Well, after reading perhaps too much on the topic of raising “red” worms I started a small vermi-composter in my basement.  Keep in mind that this took place some 2 years ago.  I went through the typical start up learning curve of how much water is sufficient, how much food is too much, type of background music, etc.  The first thing a novice wormer will experience is the not so pleasant odor generated by the worm farm.  It is easily taken care of by covering food scraps with soil.  This also takes care of the fruit fly population.

The main objective of having the vermi-composter is to generate the main ingredient for home brewed compost tea.
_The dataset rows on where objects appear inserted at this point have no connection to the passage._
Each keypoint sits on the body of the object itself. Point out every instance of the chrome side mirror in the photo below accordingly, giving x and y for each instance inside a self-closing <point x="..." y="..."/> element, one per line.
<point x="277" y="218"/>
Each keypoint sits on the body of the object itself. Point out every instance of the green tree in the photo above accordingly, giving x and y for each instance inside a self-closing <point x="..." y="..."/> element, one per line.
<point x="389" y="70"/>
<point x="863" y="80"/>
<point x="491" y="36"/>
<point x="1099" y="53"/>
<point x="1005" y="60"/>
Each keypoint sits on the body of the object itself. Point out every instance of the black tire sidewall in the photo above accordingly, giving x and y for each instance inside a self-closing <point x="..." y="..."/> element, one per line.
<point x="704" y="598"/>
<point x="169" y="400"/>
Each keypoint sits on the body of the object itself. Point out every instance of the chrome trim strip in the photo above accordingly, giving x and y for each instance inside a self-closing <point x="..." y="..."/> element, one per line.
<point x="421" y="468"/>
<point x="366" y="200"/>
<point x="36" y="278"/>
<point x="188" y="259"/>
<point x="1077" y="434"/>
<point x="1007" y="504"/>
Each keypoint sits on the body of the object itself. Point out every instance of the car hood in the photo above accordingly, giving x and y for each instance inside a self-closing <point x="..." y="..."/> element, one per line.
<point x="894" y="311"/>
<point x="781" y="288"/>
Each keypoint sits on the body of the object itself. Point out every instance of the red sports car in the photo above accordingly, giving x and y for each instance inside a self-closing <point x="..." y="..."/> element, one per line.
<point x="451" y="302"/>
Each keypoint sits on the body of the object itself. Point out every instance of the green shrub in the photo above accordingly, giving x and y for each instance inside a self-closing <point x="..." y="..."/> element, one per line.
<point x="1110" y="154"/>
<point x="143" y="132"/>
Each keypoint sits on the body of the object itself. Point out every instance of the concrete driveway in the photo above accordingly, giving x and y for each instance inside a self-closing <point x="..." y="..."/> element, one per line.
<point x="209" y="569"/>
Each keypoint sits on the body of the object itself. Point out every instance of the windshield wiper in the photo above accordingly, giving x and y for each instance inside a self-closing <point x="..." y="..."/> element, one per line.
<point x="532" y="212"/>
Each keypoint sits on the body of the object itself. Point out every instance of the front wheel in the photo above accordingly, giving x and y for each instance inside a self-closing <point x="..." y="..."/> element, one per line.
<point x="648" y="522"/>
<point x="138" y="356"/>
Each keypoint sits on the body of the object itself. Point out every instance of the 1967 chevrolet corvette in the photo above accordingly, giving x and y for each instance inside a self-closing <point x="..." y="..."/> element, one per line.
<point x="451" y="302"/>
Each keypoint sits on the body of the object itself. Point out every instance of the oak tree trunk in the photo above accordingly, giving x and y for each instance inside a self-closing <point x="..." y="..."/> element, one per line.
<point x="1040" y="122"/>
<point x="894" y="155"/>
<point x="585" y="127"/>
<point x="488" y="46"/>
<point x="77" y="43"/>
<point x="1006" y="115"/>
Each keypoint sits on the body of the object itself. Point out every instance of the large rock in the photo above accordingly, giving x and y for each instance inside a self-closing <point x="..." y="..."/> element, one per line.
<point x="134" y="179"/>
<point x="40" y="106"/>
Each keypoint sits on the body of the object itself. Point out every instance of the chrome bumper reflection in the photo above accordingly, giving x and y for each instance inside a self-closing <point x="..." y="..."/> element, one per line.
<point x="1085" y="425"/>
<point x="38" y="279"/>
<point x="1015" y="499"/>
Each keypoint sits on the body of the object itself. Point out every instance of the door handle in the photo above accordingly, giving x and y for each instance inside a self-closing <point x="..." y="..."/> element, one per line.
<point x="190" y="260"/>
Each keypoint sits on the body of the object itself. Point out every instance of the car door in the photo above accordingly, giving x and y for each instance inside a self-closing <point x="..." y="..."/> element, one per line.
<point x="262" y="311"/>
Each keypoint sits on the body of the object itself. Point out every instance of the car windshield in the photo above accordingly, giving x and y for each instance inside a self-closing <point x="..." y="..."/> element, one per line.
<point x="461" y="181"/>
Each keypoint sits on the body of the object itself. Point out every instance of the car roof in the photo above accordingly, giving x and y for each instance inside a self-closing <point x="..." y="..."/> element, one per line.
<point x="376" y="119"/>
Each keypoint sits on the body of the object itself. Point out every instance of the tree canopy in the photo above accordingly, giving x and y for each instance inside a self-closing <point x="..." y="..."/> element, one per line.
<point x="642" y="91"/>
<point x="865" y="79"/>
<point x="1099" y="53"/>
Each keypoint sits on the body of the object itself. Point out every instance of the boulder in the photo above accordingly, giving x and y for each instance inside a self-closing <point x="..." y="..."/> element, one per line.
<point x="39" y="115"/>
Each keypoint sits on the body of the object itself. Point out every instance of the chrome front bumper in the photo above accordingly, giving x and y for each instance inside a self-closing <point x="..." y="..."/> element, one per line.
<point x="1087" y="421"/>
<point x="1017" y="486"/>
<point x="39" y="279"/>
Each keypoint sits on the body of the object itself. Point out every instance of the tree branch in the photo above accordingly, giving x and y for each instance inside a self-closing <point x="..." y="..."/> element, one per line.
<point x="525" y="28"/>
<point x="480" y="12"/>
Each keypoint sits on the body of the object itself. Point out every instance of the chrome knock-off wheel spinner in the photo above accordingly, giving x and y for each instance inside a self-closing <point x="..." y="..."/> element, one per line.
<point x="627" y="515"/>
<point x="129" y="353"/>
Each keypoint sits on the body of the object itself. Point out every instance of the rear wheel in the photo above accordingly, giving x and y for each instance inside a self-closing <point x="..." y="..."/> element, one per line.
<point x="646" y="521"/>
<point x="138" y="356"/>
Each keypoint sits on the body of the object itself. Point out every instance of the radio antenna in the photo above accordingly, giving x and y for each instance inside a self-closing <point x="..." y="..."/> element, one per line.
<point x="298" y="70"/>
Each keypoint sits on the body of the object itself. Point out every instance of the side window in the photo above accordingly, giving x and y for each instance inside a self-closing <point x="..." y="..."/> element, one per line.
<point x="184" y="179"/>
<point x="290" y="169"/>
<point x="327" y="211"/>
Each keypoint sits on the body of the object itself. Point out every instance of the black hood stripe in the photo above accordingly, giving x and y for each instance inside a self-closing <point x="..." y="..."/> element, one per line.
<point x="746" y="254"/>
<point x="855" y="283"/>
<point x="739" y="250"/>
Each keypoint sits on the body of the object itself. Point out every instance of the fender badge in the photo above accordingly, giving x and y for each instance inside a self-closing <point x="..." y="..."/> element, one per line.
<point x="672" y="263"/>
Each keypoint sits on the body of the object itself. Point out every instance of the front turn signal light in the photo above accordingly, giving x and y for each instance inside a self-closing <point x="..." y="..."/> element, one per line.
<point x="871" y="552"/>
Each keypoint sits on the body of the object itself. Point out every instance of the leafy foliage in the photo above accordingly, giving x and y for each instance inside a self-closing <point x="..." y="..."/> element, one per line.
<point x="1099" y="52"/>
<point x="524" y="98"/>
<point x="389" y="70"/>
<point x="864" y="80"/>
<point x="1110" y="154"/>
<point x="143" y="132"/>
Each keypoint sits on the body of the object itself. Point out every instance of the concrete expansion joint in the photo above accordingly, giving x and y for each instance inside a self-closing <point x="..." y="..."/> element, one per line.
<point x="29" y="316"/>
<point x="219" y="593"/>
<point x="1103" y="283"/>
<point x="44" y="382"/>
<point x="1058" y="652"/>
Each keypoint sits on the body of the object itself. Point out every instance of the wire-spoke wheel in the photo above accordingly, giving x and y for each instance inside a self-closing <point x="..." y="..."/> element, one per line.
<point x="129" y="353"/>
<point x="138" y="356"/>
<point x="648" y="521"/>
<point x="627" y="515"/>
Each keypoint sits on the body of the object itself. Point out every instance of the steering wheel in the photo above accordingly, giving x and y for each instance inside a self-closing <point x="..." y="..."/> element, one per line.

The container is modest and measures approx. 2 cu. ft.  Based on several recommendations I’m using red wigglers.  I started this system with about 100 worms then after 2 months added another 100 since it seemed that the initial population dwindled fairly quickly (2 month period). After the addition of the second batch of worms it appeared that the same thing occurred. However, the worms that remain appear healthy and continue to devour the food scraps given them. I add about 1 lb. food scraps per week. Anyway, the system seems to be working fine and the worms, as well as a host of other soil microbes, are doing their job.

The main reason for starting the worm bin was to have a fresh source of worm generated compost in order to produce worm tea (liquid fertilizer). So, after 4 months (two weeks from now) I’ll harvest the worm compost system and make several gallon batches of worm tea. During the harvest process I plan to segregate as many worms as possible in order to start a new bin of red wigglers. If the worm tea shows to invigorate plant growth as is claimed by many I will setup multiple bins so that I have the luxury of making worm tea once a month. Not only will I fertilize the vegetable garden with worm tea I also plan to do so for house plants and various plants in my landscape.

What one should consider when using worm tea is that it isn’t only a means to deliver certain macro and micronutrients to your plants but also replenishes the soil environment with beneficial organisms that have a positive effect on root and plant development. I guess one can say that you are improving the ecosystem, on a micro-scale basis or perhaps taking a wholistic approach to plant culture (husbandry). Of course there is a lot of literature on this topic and I hope this writing encourages you to dig deeper into the matter.

One avid gardener remarked that raising worms in a bin, located in a basement and fed weekly allocations of food scraps didn’t make much sense to him. Rather, he suggests that one should build a working compost, located outside and which houses red wigglers. By this approach you will have a much larger mound to work with and with the added ability to compost more food scraps then let’s say 1 or 2 lbs. per week. Granted, the worms won’t reside at the top of the compost pile, especially in cold weather, so you’ll have to be willing to dig a hole to deposit the food scraps where the wigglers can access same. Having said this, I did inspect my compost pile, which is 80 cubic ft, and dug down to the well decomposed material but did not see teams of worms as expected. So, I began to consciously deposit food scraps in certain areas of the pile to attract worms. However, it isn’t yet obvious that the worms are coming up from the soil layer to feast on the goodies. Keep in mind that I was making these observations between January and March of 2016 in central MO.

Another gardener mentioned that she tested worm compost tea versus compost tea made from her back yard’s compost pile without seeing evidence of any difference in plant growth or productivity between the two types of tea.

It is now late summer of 2017 and I have come to the conclusion that the time and effort it takes to make compost tea in your basement can’t be justified if you have the ability to maintain an active compost pile on your property.  I did enjoy raising worms and appreciate the richness of their compost but, quite frankly, I can achieve the same end result via my compost pile in my backyard.